TC Jewfolk, via JTA — Enzi Tanner didn’t watch the trial of Derek Chauvin.
Even as the jury returned guilty verdicts Tuesday afternoon on all three counts against the former Minneapolis police officer — second-degree murder, third-degree murder and second-degree manslaughter — the community safety organizer at Jewish Community Action, a Minnesota social justice organization, had been thinking of issues bigger than the result.
“My biggest concern before was in focusing solely on the trial, it makes us about one incident,” Tanner said. “It’s about that 9 minutes and 29 seconds on May 25. And that’s what it ends up being about and not the broader system. Even in the trial, people are arguing that Derek Chauvin is a rogue police officer, that he’s not typical. And he is.”
For Tanner, a Jew of color, the state of policing and public safety in the country is the intersection of his work as an organizer and who he is as a person. And the April 11 killing of Daunte Wright by a police officer in nearby Brooklyn Center only strengthened his resolve to pursue broader efforts to transform public safety through his work at the Jewish Community Action, which shifted last year to focus squarely on responding to George Floyd’s death. (The officer in the Wright killing has been charged with manslaughter.)
“This last week actually provided more opportunities and more clarity than before,” he said. “Before the murder of Daunte Wright and around the trial, we [were] already planning and trying to work on some political education pieces on what’s next.”
Fueled by a belief that fear is holding back needed changes in policing, Tanner is putting together a workshop for his organization on anti-Black racism, fear and the need to be secure.
“We have a narrative in this country about anti-Black racism and fear, and it allows for that confusion between security and actually being secure,” he said. “Fear is a physical reaction, it’s not just a psychological thing. When we watch scary movies, we actually react to that, so getting in tune with that, and our initial reactions, I just think that’s important.”
A virtual training on Sunday started tackling some of the difficult conversations that come around the topic of reimagining public safety. A portion of the training included about 20 minutes of breakout rooms with scenarios of how to practice having conversations about policing.
One of those needed conversations is about the movement to “defund” police in Minneapolis and beyond — a term that Tanner says has a different meaning depending on whom you ask. To him, it means the middle ground between reform, which requires investing more money into police forces, and abolition, doing away with police entirely.
“Folks who want to defund, it’s this middle ground. It’s saying that we have enough resources as a community to provide for what we need,” he said. “When you talk about defunding, you’re talking about reallocating, and as you’re talking about reallocating, to me it actually opens up the world to dreaming of what’s possible. How can we imagine a world in a society that we’ve never seen? And it’s scary as hell.”
For Tanner, the road ahead is certain to be difficult — but it’s one that he sees traversing nonetheless as an action with a deeply Jewish antecedent.

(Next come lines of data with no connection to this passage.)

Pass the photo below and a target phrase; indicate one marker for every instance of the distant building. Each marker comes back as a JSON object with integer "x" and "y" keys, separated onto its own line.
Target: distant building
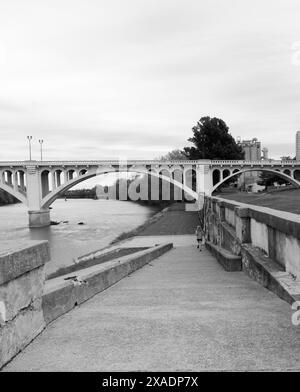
{"x": 265, "y": 152}
{"x": 298, "y": 146}
{"x": 251, "y": 148}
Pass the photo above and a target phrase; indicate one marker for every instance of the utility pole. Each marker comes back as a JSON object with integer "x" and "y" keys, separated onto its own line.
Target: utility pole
{"x": 29, "y": 141}
{"x": 41, "y": 141}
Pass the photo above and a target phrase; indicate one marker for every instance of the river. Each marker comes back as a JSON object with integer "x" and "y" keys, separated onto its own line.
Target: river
{"x": 103, "y": 221}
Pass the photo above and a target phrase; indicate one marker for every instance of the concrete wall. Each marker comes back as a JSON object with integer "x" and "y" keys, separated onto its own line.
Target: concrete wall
{"x": 276, "y": 233}
{"x": 21, "y": 289}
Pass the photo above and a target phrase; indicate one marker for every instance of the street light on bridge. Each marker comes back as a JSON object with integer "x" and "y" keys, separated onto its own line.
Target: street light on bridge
{"x": 41, "y": 141}
{"x": 29, "y": 141}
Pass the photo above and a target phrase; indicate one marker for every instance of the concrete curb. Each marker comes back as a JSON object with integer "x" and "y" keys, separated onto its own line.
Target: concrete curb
{"x": 228, "y": 261}
{"x": 61, "y": 295}
{"x": 269, "y": 274}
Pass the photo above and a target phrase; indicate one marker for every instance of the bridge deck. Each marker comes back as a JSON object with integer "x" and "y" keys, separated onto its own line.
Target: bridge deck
{"x": 182, "y": 312}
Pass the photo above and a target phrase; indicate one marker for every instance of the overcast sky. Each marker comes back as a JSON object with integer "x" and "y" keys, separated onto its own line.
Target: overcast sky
{"x": 108, "y": 79}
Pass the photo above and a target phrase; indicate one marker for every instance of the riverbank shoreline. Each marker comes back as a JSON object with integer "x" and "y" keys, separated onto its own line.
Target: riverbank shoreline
{"x": 132, "y": 233}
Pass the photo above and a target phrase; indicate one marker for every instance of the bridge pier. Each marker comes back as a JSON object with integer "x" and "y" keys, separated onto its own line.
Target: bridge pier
{"x": 40, "y": 218}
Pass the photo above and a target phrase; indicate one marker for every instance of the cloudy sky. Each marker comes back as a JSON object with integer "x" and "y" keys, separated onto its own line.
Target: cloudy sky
{"x": 107, "y": 79}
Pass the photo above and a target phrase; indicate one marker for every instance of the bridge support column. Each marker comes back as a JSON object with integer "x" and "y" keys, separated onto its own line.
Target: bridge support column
{"x": 204, "y": 180}
{"x": 39, "y": 218}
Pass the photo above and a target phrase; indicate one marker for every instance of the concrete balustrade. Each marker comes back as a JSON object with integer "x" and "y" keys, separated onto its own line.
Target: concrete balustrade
{"x": 266, "y": 240}
{"x": 21, "y": 288}
{"x": 47, "y": 180}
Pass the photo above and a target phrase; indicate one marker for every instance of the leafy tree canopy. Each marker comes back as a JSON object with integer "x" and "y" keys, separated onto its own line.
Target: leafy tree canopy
{"x": 212, "y": 140}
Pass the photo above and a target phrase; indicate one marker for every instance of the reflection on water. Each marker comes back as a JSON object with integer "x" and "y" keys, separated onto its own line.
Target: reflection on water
{"x": 104, "y": 220}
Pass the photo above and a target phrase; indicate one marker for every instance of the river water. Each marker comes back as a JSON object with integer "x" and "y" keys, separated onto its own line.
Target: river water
{"x": 103, "y": 221}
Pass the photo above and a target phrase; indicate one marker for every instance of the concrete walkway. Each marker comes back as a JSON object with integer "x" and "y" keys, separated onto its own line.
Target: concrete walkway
{"x": 182, "y": 312}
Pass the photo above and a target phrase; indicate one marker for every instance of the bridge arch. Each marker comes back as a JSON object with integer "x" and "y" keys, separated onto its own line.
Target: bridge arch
{"x": 18, "y": 195}
{"x": 54, "y": 194}
{"x": 276, "y": 172}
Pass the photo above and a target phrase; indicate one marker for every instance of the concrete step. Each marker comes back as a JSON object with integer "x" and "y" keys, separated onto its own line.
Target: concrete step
{"x": 228, "y": 261}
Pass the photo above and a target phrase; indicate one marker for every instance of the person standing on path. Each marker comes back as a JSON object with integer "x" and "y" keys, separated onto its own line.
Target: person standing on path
{"x": 200, "y": 238}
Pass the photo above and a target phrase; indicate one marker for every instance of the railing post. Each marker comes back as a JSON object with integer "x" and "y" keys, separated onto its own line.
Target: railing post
{"x": 242, "y": 224}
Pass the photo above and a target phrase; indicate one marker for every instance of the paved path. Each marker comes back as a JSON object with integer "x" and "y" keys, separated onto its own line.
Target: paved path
{"x": 182, "y": 312}
{"x": 174, "y": 222}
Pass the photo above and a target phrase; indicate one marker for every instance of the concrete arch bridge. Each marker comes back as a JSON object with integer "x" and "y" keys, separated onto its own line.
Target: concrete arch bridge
{"x": 38, "y": 184}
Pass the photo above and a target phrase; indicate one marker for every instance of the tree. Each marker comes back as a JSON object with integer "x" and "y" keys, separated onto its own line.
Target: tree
{"x": 174, "y": 155}
{"x": 212, "y": 140}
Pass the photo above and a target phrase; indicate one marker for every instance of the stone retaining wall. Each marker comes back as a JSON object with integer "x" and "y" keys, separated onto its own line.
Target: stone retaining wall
{"x": 276, "y": 233}
{"x": 21, "y": 289}
{"x": 266, "y": 241}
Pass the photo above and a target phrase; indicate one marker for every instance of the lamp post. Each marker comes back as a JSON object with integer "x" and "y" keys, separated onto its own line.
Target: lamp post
{"x": 41, "y": 141}
{"x": 29, "y": 141}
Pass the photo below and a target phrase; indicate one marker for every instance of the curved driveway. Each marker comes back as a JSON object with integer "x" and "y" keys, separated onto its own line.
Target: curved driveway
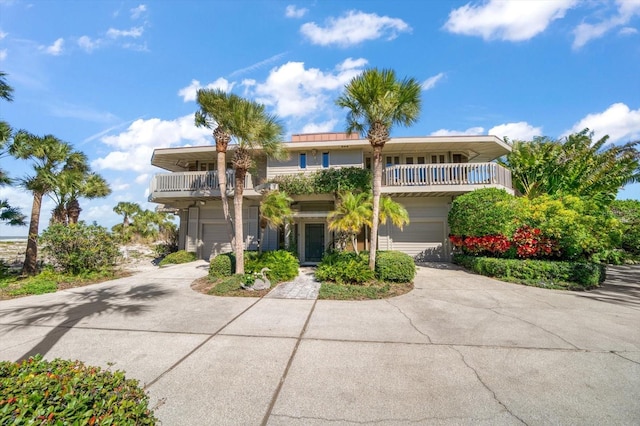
{"x": 459, "y": 349}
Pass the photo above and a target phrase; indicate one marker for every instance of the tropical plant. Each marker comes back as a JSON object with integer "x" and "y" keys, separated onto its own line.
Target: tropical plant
{"x": 352, "y": 212}
{"x": 221, "y": 111}
{"x": 577, "y": 165}
{"x": 256, "y": 129}
{"x": 275, "y": 211}
{"x": 50, "y": 157}
{"x": 376, "y": 101}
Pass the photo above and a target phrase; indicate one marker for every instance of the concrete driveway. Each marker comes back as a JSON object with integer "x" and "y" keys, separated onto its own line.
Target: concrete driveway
{"x": 459, "y": 349}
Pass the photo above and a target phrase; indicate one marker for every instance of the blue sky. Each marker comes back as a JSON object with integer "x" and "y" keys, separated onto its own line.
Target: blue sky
{"x": 118, "y": 78}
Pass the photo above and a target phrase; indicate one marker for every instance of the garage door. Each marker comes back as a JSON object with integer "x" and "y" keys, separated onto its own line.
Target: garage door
{"x": 424, "y": 241}
{"x": 215, "y": 239}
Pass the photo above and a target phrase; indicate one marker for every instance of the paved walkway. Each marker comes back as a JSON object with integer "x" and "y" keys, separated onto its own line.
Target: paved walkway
{"x": 458, "y": 349}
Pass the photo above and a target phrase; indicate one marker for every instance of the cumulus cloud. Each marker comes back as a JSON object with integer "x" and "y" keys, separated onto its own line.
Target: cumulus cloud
{"x": 516, "y": 131}
{"x": 354, "y": 28}
{"x": 296, "y": 91}
{"x": 431, "y": 82}
{"x": 586, "y": 32}
{"x": 472, "y": 131}
{"x": 133, "y": 32}
{"x": 506, "y": 20}
{"x": 621, "y": 123}
{"x": 56, "y": 48}
{"x": 132, "y": 149}
{"x": 293, "y": 12}
{"x": 189, "y": 93}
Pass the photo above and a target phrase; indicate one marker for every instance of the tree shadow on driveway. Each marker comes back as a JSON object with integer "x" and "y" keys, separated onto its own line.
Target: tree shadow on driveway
{"x": 79, "y": 306}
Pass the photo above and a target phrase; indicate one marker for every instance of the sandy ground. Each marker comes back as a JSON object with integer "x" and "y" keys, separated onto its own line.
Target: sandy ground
{"x": 135, "y": 257}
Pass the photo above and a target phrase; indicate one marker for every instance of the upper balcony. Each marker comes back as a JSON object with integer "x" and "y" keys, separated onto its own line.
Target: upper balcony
{"x": 431, "y": 179}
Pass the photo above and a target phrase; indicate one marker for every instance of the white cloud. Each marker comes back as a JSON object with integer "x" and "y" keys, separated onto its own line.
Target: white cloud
{"x": 618, "y": 121}
{"x": 296, "y": 91}
{"x": 56, "y": 48}
{"x": 87, "y": 44}
{"x": 133, "y": 147}
{"x": 189, "y": 93}
{"x": 506, "y": 20}
{"x": 431, "y": 82}
{"x": 472, "y": 131}
{"x": 293, "y": 12}
{"x": 586, "y": 32}
{"x": 516, "y": 131}
{"x": 323, "y": 127}
{"x": 134, "y": 32}
{"x": 136, "y": 12}
{"x": 354, "y": 28}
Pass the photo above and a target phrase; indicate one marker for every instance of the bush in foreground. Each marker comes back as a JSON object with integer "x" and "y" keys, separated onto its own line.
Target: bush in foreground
{"x": 539, "y": 273}
{"x": 36, "y": 392}
{"x": 181, "y": 256}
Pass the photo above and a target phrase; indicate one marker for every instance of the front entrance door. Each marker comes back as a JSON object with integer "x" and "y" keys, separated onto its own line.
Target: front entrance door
{"x": 313, "y": 242}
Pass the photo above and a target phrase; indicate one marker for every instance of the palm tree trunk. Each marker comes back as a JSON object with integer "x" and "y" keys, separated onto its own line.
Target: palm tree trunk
{"x": 31, "y": 256}
{"x": 237, "y": 213}
{"x": 222, "y": 182}
{"x": 377, "y": 184}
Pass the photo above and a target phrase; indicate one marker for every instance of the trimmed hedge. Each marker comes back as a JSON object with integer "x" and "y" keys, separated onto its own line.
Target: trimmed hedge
{"x": 539, "y": 273}
{"x": 181, "y": 256}
{"x": 37, "y": 392}
{"x": 395, "y": 266}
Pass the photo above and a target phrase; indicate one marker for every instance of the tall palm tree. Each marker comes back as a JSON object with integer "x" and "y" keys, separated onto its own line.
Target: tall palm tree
{"x": 353, "y": 211}
{"x": 50, "y": 156}
{"x": 222, "y": 112}
{"x": 376, "y": 101}
{"x": 257, "y": 129}
{"x": 275, "y": 211}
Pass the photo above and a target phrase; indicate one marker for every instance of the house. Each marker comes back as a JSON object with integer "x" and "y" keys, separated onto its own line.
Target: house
{"x": 424, "y": 174}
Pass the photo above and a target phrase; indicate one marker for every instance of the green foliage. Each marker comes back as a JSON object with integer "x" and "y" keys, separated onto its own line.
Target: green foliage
{"x": 326, "y": 181}
{"x": 180, "y": 256}
{"x": 539, "y": 273}
{"x": 395, "y": 266}
{"x": 37, "y": 392}
{"x": 487, "y": 211}
{"x": 80, "y": 248}
{"x": 628, "y": 213}
{"x": 282, "y": 264}
{"x": 223, "y": 265}
{"x": 344, "y": 268}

“I just keep imagining our ancestors being at the Red Sea and being like, ‘OK, you go,’ ‘No, you go first.’ And then everyone else is like, ‘This is a really bad idea, y’all. We don’t even know what’s over there. We haven’t even seen it before.’ And I feel like, in many ways, we get a chance to do this, make mistakes, learn and grow,” he said.
The US Justice Department announced Wednesday, a day after Chauvin’s conviction, that it would investigate the Minneapolis Police Department. Previous investigations have ended with agreements, known as consent decrees, between federal and local authorities to changes in policing and oversight.
Regardless of the conviction, Tanner said justice isn’t done.
“There is no justice,” he said, “because there is no redemption or repair in a cage.”